Groups of men at the tea stalls in the busy Nartaki area of the town were discussing a political murder that had taken place the previous day. The mid-day sun beat down mercilessly.
Ignoring both the murder and the heat, YD Balaji Chowdary, 45, was discussing mobile phone sales at his showroom nearby. It stocks several brands and sells 9,000 pieces a month. It posted a revenue of Rs 40 crore in the past financial year. This year, it might touch Rs 60 crore.
Between 1982 and 1985, when he was working at a watch spare-parts shop for a daily age, he wouldn’t have dreamed of this life. “The industry was shifting from winding watches to quartz watches,” he recalls. “The small players could import spares, and that helped me survive.”
He also made some money selling spare parts in coastal Andhra Pradesh. In 1990, he started a watch shop in Nellore and in 2000 he began selling cell phones alongside.
“I didn’t realise I was getting on a jet plane,” he says.
In his first year, he sold 10 cell phones a day. He opened a second shop in 2003. After the telecom regulator made incoming calls free, his sales rose further. But the real spurt came in 2004, when the government drastically reduced import duties.
“One by one, the advantages kept coming: falling tariffs, competitive pricing, the availability of Chinese handsets. It all led to huge sales of low-end cell phones,” he explains.
He opened his third, fourth and fifth shops in 2008, 2009 and 2010 respectively, and co-founded a private limited company with friends called Big C that has 90 branches all over the state. Last year, its posted Rs 225 crore in revenue.
“More than my hard work, it was the industry’s growth that helped me,” he says candidly. In 2000, cell phone users were in the tens of thousands; today they are in the tens of crores, he points out.

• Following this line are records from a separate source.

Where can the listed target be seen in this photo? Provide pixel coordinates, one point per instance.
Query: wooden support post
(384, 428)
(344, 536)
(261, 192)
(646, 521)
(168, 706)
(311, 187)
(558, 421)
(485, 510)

But along with growth, liberalisation also brought competition. “I realised service is where most other players falter,” Chowdary says about how he met the challenge.
“I made sure that I have servicing facilities for all brands. I worked on the rural market.”
In 2004, Nellore became a full-blown municipal corporation for the first time. The district has attracted more than Rs 1 lakh crore in investment in the past decade due to four Special Economic Zones, 22 thermal power projects and the huge Krishnapatnam port, which handles iron ore headed for China, palm oil from Indonesia, coal and iron ore from Australia and fertilisers from China.
“The district has been successfully marketed as an industrial and energy hub,” says Sourabh Gaur, joint collector. Its proximity to Chennai and Bangalore helped.
“When the national highway, NH5, was being built, the labourers became my customers,” says Chowdary. “When the port started in 2008, all those working there came to me. Villagers from far away could also come because of good roads.”
Chowdary recently bought a villa in Hyderabad and moved his family there for the sake of his children’s education. He flies to Hyderabad and back every weekend from Renigunta airport.
“I stopped studying after Class 10,” says Chowdary. “I want to give my kids an education that will help my business go global.”